A must-see temple on your list when you are in Siem Reap. Not much left to see in terms of carvings but it is fascinating to see how nature is taking over this marvellous piece of art. Just try not to go before lunch time to avoid the crowds.
It was past mid-day and our guide suggested a floating Khmer restaurant for lunch nearby. That day we had some really good local vegetarian food, seated on platforms floating in water with lotuses in them. It was a lovely and relaxing place full of tourists. The country’s food culture is definitely not to be missed, even for vegetarians like us. The options were limited but we did try the veg Amok curry served in a large coconut shell served along with rice. Amok is a thick curry made of coconut milk with vegetables added to it and is the national dish of Cambodia 🙂
3) Angkor Thom & Bayon Temple
It was around 3 pm and we were already tired with the all the walking we had to do in the humid weather. However, we could not afford to miss Angkor Thom! Angkor Thom or the “Great City” is a walled city in Siem Reap which used to house the royal palace, numerous official residences and temples within its boundary. It was built in almost a perfect square and covers a large area of 12km in length and breadth alike, with a moat built around it. This fortified city was built by Jayavarman VII and was the capital to a population of around 1 million. Not much is left of the City today except the enclosure walls with towers and a few noteworthy temples and monuments including the famous Bayon Temple.
Bayon temple is situated exactly in the centre of this walled city. It represents the intersection between heaven and earth in the cosmic Universe which is represented by Angkor Thom. It was the last State Temple of Angkor and was originally named Jayagiri. The name later got changed to “Banyan Temple” and now the mispronounced name of “Bayon’ is stuck with it.
The beauty of this temple lies in the fact that it appears to be a stony mass of chaos like a misfit jigsaw, towering into the sky from a distance but as we go closer, we see the serene and smiling faces carved on the 54 towers of this temple. All the 216 faces are carved on the upper part of its towers and are said to be of the King (Jayavarman VII) himself. Some also believe it to be that of Avalokiteshwara.

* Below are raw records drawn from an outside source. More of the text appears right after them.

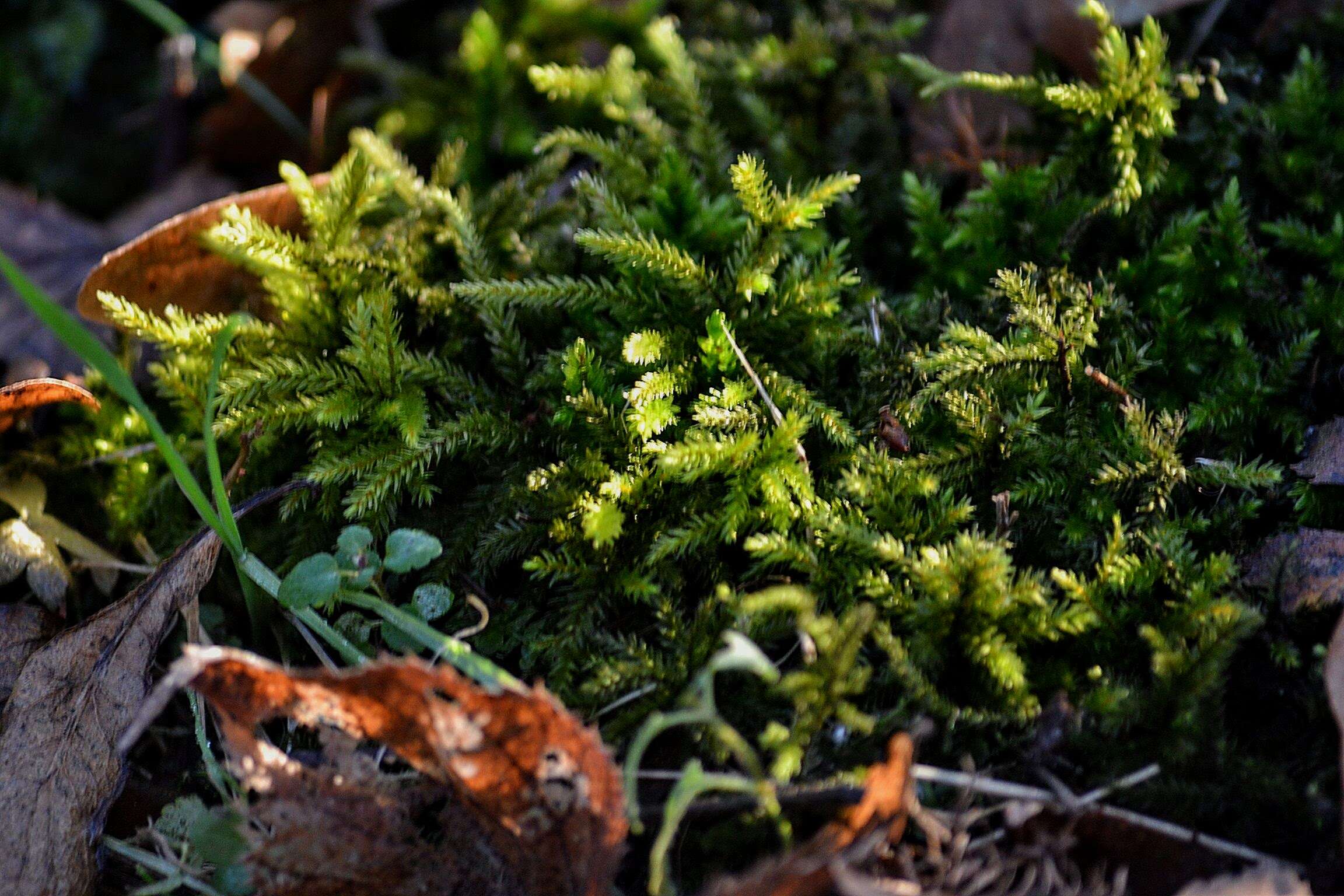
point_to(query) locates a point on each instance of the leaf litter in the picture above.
(509, 794)
(60, 768)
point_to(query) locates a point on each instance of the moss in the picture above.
(635, 386)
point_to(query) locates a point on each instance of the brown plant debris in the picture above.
(819, 867)
(1262, 880)
(1324, 461)
(60, 769)
(169, 265)
(20, 398)
(1301, 569)
(891, 432)
(1003, 37)
(23, 629)
(514, 794)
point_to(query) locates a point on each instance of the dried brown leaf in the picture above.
(538, 785)
(169, 265)
(23, 629)
(1003, 37)
(26, 396)
(1334, 675)
(60, 769)
(1262, 880)
(1301, 569)
(816, 868)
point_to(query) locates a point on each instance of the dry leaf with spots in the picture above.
(23, 629)
(825, 863)
(23, 397)
(531, 793)
(60, 768)
(32, 544)
(169, 265)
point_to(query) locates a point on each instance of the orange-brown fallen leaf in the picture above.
(527, 793)
(26, 396)
(816, 868)
(169, 265)
(60, 768)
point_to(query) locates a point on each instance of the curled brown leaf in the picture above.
(538, 786)
(60, 769)
(169, 265)
(23, 397)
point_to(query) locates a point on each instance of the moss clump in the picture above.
(635, 387)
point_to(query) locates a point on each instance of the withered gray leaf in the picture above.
(60, 766)
(23, 629)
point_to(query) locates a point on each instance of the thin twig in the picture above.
(635, 695)
(847, 796)
(765, 397)
(124, 454)
(94, 564)
(480, 625)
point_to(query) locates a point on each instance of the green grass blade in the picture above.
(96, 355)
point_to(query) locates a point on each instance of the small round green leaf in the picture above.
(432, 601)
(313, 580)
(410, 550)
(355, 539)
(397, 640)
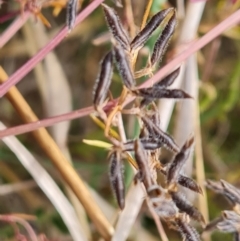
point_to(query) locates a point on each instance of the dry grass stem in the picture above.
(62, 164)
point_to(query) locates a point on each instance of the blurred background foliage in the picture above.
(79, 55)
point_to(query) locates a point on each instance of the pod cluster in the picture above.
(167, 200)
(229, 221)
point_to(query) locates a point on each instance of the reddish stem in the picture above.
(27, 67)
(8, 16)
(13, 28)
(192, 48)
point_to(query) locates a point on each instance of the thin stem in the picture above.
(27, 67)
(157, 222)
(56, 156)
(13, 219)
(192, 48)
(13, 28)
(130, 17)
(8, 16)
(146, 13)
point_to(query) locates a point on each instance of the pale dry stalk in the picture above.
(58, 159)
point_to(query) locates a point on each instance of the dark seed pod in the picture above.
(184, 206)
(116, 27)
(215, 186)
(178, 162)
(103, 80)
(189, 183)
(141, 159)
(123, 67)
(71, 13)
(227, 226)
(118, 3)
(236, 236)
(160, 93)
(231, 192)
(168, 80)
(116, 178)
(165, 208)
(231, 215)
(146, 32)
(147, 144)
(162, 138)
(187, 232)
(213, 224)
(164, 83)
(163, 40)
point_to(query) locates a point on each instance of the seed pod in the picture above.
(231, 215)
(118, 3)
(231, 192)
(227, 226)
(184, 206)
(147, 144)
(168, 80)
(236, 236)
(116, 178)
(160, 93)
(213, 224)
(163, 40)
(162, 138)
(215, 186)
(164, 83)
(71, 13)
(187, 232)
(103, 80)
(189, 183)
(165, 208)
(141, 159)
(116, 27)
(147, 31)
(178, 162)
(123, 67)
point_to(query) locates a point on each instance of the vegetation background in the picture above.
(63, 82)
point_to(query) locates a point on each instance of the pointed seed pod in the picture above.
(164, 83)
(213, 224)
(236, 236)
(141, 159)
(160, 93)
(187, 232)
(189, 183)
(163, 40)
(116, 178)
(231, 192)
(123, 67)
(146, 142)
(116, 27)
(118, 3)
(168, 80)
(103, 80)
(178, 162)
(184, 206)
(162, 138)
(71, 13)
(146, 32)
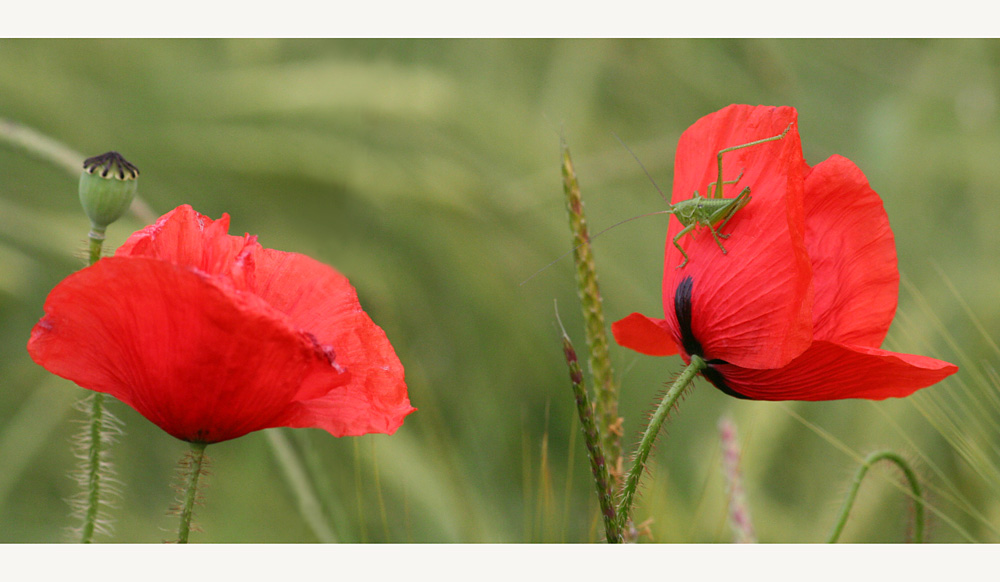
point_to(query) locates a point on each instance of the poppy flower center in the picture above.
(684, 312)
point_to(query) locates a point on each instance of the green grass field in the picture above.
(428, 173)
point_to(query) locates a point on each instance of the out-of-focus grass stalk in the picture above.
(911, 477)
(739, 510)
(592, 438)
(606, 391)
(298, 479)
(60, 155)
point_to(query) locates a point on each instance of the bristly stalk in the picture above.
(606, 391)
(93, 447)
(192, 467)
(649, 437)
(592, 439)
(96, 474)
(915, 492)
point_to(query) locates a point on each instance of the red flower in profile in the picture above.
(799, 306)
(212, 336)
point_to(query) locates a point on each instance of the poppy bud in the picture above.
(107, 187)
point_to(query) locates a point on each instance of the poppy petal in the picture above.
(316, 297)
(752, 306)
(853, 254)
(829, 371)
(201, 361)
(645, 335)
(185, 237)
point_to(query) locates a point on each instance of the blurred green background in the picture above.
(428, 172)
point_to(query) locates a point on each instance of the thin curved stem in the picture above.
(911, 477)
(652, 430)
(195, 458)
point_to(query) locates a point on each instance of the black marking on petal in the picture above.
(682, 308)
(713, 375)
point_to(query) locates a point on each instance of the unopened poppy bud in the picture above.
(107, 187)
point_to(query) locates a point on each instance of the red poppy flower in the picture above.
(212, 336)
(798, 307)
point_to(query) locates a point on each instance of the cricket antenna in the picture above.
(591, 238)
(644, 170)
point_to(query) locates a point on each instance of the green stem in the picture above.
(195, 460)
(652, 430)
(606, 391)
(93, 485)
(95, 440)
(592, 439)
(58, 154)
(916, 493)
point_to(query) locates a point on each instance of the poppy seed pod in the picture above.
(107, 187)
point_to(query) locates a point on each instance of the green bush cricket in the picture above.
(713, 209)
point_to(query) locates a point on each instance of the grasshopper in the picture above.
(713, 209)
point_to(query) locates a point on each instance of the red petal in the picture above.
(185, 237)
(645, 335)
(753, 306)
(853, 256)
(201, 361)
(316, 297)
(828, 371)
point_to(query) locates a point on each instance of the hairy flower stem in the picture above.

The Bayon temple is a baroque gem of the Khmer empire, quite in contrast to the classical architectural marvel that is Angkor Wat. There are many such impressive architectural masterpieces strewn all over this ancient capital city of the Khmer dynasty. Banteay Srei temple, Kulen mountain, 1000 shivalingas on a river bed and many others in this temple city are worth a visit. Take your own time and leisurely wander these ancient ruins with a local guide by your side. Therein lies the true charm of visiting Siem Reap and exploring its rich and golden history.
- Buy a sim card for your phone at the Siem Reap airport itself. Cell card offers good data and mobile coverage under $10.
- We had rented a villa through Airbnb. It was quite a comfortable accommodation with the owner arranging for all the tours and guides, including airport pick up and drop.
- Vegetarian food options are limited but available nonetheless. Peace Cafe (River Road 172, Bang Don Pa) is one such vegetarian cafe which offers both local and continental food in a relaxing setting. The Cafe offers yoga and meditation classes as well for those interested.
- Viva Restaurant – 697 Street 09, Krong Siem Reap, Cambodia: Lovely Mexican food right next to the Old Market.
- Dakshin’s – Old Market,Opp Siem Reap Referral Hospital, Siem Reap 0000, Cambodia: Authentic Indian snacks and thalis for those missing Indian food.